We also help connect students to other resources when rare situations arise such as when there are frequent no-shows or scheduling challenges, when students are already in the care of another clinician, when the student has been mandated to treatment or coreced by someone to see a clinician, when the safety of the CAPS staff is in question or there has been interpersonal violence against a staff member, when a student is misusing medication prescribed by CAPS, or when there is potential litigation against CAPS or the university (these become ethical conflicts of interest).
If there are concerns related to being able to afford community care, we can help you connect to university resources that may be able to help cover the cost of treatment.

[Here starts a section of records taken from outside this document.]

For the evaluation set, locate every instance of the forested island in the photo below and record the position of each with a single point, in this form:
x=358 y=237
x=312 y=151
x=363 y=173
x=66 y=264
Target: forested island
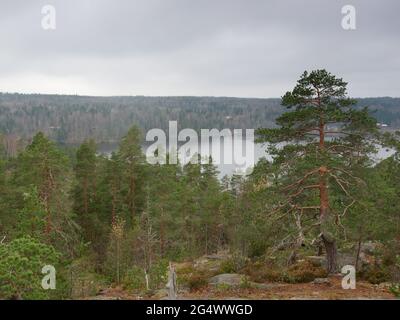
x=112 y=226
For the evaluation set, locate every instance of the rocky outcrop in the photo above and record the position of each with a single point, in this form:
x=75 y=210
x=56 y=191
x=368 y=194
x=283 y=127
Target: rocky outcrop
x=228 y=279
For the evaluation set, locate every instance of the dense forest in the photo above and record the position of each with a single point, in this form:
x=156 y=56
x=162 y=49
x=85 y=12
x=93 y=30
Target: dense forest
x=73 y=119
x=118 y=221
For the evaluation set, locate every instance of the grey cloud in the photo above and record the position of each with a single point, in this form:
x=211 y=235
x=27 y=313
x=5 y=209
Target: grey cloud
x=187 y=47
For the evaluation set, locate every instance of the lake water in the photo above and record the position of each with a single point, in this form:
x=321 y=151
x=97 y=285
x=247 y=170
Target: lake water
x=252 y=154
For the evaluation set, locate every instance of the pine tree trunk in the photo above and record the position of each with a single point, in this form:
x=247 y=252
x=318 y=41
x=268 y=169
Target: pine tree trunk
x=331 y=255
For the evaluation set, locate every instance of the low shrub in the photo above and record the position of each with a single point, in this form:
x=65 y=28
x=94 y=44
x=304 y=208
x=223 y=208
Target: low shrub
x=302 y=272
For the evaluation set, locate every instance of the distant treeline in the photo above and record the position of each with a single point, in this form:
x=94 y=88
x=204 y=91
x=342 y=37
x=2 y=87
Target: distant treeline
x=72 y=119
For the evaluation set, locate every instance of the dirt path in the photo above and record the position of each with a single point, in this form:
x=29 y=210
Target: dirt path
x=274 y=291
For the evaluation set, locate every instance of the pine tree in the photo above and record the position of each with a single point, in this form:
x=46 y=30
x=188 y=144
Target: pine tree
x=84 y=192
x=45 y=167
x=323 y=140
x=131 y=157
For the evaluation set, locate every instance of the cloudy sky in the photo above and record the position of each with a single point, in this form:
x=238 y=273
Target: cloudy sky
x=238 y=48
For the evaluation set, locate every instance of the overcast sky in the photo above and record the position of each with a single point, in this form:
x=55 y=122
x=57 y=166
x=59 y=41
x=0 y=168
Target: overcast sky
x=238 y=48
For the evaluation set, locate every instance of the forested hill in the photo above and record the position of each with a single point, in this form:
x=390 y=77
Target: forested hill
x=71 y=119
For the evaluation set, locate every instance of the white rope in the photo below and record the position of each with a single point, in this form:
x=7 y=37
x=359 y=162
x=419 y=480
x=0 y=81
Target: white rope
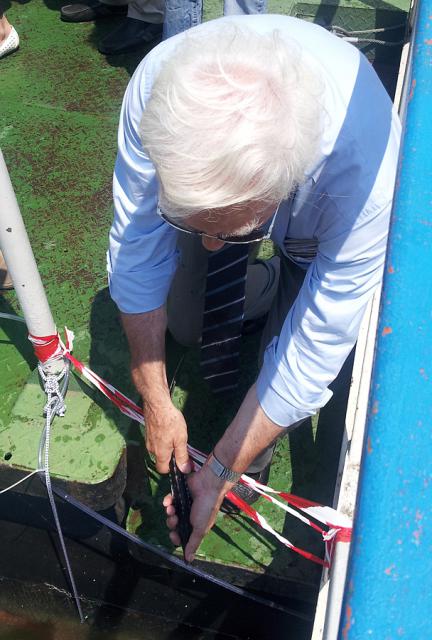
x=55 y=405
x=10 y=316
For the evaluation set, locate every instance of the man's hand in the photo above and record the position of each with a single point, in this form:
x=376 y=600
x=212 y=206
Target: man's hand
x=250 y=432
x=207 y=492
x=166 y=431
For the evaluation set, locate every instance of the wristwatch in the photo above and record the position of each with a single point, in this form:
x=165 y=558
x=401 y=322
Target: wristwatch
x=220 y=470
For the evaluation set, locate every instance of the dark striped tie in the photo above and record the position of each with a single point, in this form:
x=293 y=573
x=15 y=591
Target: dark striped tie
x=223 y=316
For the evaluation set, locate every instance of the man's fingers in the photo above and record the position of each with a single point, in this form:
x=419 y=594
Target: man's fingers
x=162 y=462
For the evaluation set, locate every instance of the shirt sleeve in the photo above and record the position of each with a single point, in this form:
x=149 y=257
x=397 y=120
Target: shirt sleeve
x=142 y=256
x=323 y=324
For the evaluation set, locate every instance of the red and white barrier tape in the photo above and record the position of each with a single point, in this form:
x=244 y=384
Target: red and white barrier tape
x=339 y=525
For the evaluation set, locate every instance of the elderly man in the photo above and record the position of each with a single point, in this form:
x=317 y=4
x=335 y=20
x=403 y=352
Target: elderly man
x=237 y=128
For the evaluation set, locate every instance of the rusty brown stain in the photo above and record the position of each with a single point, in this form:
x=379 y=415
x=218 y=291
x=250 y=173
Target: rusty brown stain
x=413 y=85
x=347 y=626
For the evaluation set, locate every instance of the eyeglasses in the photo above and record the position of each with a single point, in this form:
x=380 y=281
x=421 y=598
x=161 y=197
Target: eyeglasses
x=256 y=235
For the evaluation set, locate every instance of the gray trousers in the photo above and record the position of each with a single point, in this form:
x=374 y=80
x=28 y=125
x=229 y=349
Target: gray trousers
x=271 y=287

The Assistant Dean for Financial Advising is our primary source to contact.
Urgent Care & Crisis Stabilization
All students enrolled at Brown are eligible for urgent care and crisis stabilization services. In situations where you are in imminent danger of harming yourself or someone else, or when there is a situation you are experiencing that needs immediate care, please use one of these urgent care options.
Confidentiality basically means a very high level of privacy. CAPS is one of the few offices at the university that are a confidential resource. Your privacy and our records are protected by state and federal laws, as well as our providers’ licensing rules and professional ethics, all of which hold very strict standards on maintaining confidentiality.
Our records are separate from other university records, and if you are over the age of 18, your contact with our office is not disclosed to anyone without your written permission except in specific situations dictated by law. The most common is when there is an urgent need to help connect you emergency care providers (like a hospital), which we see as an important step in saving your life. There are other less common instances that are detailed in our confidentiality form that you will read before your first visit. Your counselor can also answer any questions you have about confidentiality even before you discuss anything else.